Recent studies show that more and more seniors are choosing to remain at their jobs well into their 80s if health permits. These individuals have a great deal to offer to younger folk and most of them agree that working and thinking keeps them young. We have a number of such people here on the Island so I thought I’d take some time to speak with them here.
I spent a morning last week chatting with Paul Martin at his home in the Heights overlooking Goat Hill Golf Course. During the course of our conversation, Paul’s gracious wife Robin offered me coffee and delicious pastries from Marie Eiffel.
Paul is a professor at Barnard College in New York City. Barnard started out as the women’s branch of Columbia when Columbia was all male. Columbia is now coed, but Barnard is still a women’s college.
Paul teaches two undergraduate courses and has a total of 40 advisees.

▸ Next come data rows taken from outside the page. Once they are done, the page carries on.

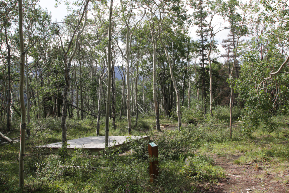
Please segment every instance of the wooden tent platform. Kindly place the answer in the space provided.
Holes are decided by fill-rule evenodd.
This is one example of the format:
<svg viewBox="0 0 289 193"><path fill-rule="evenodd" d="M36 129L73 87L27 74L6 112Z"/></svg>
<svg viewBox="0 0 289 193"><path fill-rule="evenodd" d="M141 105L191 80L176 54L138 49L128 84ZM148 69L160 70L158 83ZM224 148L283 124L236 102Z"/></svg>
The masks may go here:
<svg viewBox="0 0 289 193"><path fill-rule="evenodd" d="M110 136L109 137L109 147L118 147L121 145L129 142L126 139L128 136ZM143 138L148 140L149 136L132 136L133 139L139 139ZM88 137L79 139L76 139L67 141L67 148L69 149L73 149L74 148L81 148L88 149L93 152L97 152L103 150L105 149L105 137ZM61 147L62 142L54 143L48 145L36 147L39 148L49 148L52 149L53 153L58 151L58 149ZM115 145L114 144L115 144Z"/></svg>

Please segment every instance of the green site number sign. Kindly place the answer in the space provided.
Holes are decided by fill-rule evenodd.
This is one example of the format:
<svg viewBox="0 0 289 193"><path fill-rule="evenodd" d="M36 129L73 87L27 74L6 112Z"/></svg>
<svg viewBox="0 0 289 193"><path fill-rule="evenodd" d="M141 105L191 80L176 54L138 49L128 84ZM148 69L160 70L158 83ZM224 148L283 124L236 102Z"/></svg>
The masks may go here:
<svg viewBox="0 0 289 193"><path fill-rule="evenodd" d="M153 158L152 161L149 163L149 178L151 182L154 182L154 179L155 179L159 176L159 153L158 152L158 146L152 142L148 144L149 148L149 156Z"/></svg>

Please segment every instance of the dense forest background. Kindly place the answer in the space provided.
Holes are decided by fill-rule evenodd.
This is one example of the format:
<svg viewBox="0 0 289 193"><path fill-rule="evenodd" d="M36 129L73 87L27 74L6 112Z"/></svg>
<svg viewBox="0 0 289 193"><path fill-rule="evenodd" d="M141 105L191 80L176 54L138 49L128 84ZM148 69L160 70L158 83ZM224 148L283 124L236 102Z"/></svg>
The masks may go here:
<svg viewBox="0 0 289 193"><path fill-rule="evenodd" d="M57 0L69 13L58 22L39 3L0 1L0 190L211 192L190 180L225 178L212 144L248 147L265 135L274 143L264 152L288 163L287 1ZM73 139L130 135L159 146L167 174L157 184L146 182L144 141L101 156L65 149ZM60 141L57 156L33 148ZM269 161L262 152L234 163ZM187 158L199 167L184 168ZM117 163L123 173L106 170Z"/></svg>

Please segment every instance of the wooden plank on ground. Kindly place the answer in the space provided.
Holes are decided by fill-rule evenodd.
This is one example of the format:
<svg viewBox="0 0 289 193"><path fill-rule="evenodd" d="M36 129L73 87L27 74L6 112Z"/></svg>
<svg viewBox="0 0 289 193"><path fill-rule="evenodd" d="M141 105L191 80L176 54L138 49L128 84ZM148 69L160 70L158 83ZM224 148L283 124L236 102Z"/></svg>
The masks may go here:
<svg viewBox="0 0 289 193"><path fill-rule="evenodd" d="M128 136L111 136L109 138L109 147L119 147L124 143L129 142L127 139ZM144 138L148 139L149 136L131 136L133 139ZM83 148L92 151L98 151L105 149L105 137L104 136L90 136L80 139L76 139L67 141L67 148L69 149ZM48 148L58 150L61 147L62 142L54 143L36 147L36 148Z"/></svg>

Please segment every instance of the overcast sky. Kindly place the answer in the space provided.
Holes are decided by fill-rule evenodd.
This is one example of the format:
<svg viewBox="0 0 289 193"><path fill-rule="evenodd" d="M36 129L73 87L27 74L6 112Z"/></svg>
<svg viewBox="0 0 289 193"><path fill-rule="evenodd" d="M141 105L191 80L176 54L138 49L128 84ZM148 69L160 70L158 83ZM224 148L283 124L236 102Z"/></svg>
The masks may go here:
<svg viewBox="0 0 289 193"><path fill-rule="evenodd" d="M58 4L57 7L55 7L55 6L56 2L55 0L40 0L38 2L38 3L43 8L45 9L46 7L46 8L48 13L51 12L52 19L53 21L56 20L58 22L61 22L64 17L69 13L67 11L67 6L64 3ZM189 9L188 13L191 14L192 13L191 12L192 11L191 9ZM217 19L216 21L217 22ZM199 38L196 33L196 31L197 28L196 26L191 26L190 27L191 37L194 40L196 40ZM229 30L227 30L218 33L215 37L215 40L220 42L222 39L227 38L227 35L229 32ZM220 44L220 43L217 46L217 47L221 52L223 53L224 51L222 46Z"/></svg>

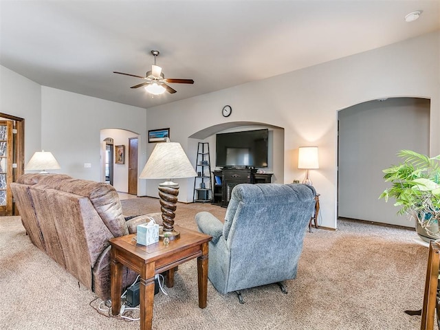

His field is human rights.
In 1978 he founded the Institute for the Study of Human Rights at Columbia. He then went on to develop the program at Barnard. His two classes are “Human Rights in Theory and Practice” and “Religion, Human Rights and Social Justice.” He serves as chair of the human rights program.
“I worry about what kind of world the generation coming up is going to have,” he said, adding that “climate control, health care, immigration and education are all issues they’re going to be facing.”
“Life in the future for children now will be very different,” he said. “We have to prepare them for it.”
Paul grew up in England where he studied at boarding school and university. He served in the British Army from 1954 to 1956 and remembers his time as a “learning experience.” He received his PhD from Columbia in 1967.
When I asked Paul his age, he said that I was interviewing him on his birthday. He just turned 82 and said that he spends most of his time in the summer writing and preparing for the fall classes. His wife works at Columbia developing programs for teachers, particularly in the areas of East Asian studies.
Paul and Robin have two children, a son who’s an immunologist in California and a daughter who’s project director for the Children’s Museum of New York.
The Martins maintain an apartment in the city but relish their time on the Island.
“I just take the train from Penn Station and then walk up to the house from the ferry,” he said, adding that he enjoys the conveniences of the Heights.
“Sometimes I’ll just call up Joanne at the Flying Goat and ask what the specials are for that evening — so close, so simple,” Paul noted.
Recently recuperating from knee surgery, Paul has not been able to enjoy his regular Island activities like tennis, swimming and sailing.
“Late afternoon sails are very relaxing,” he said.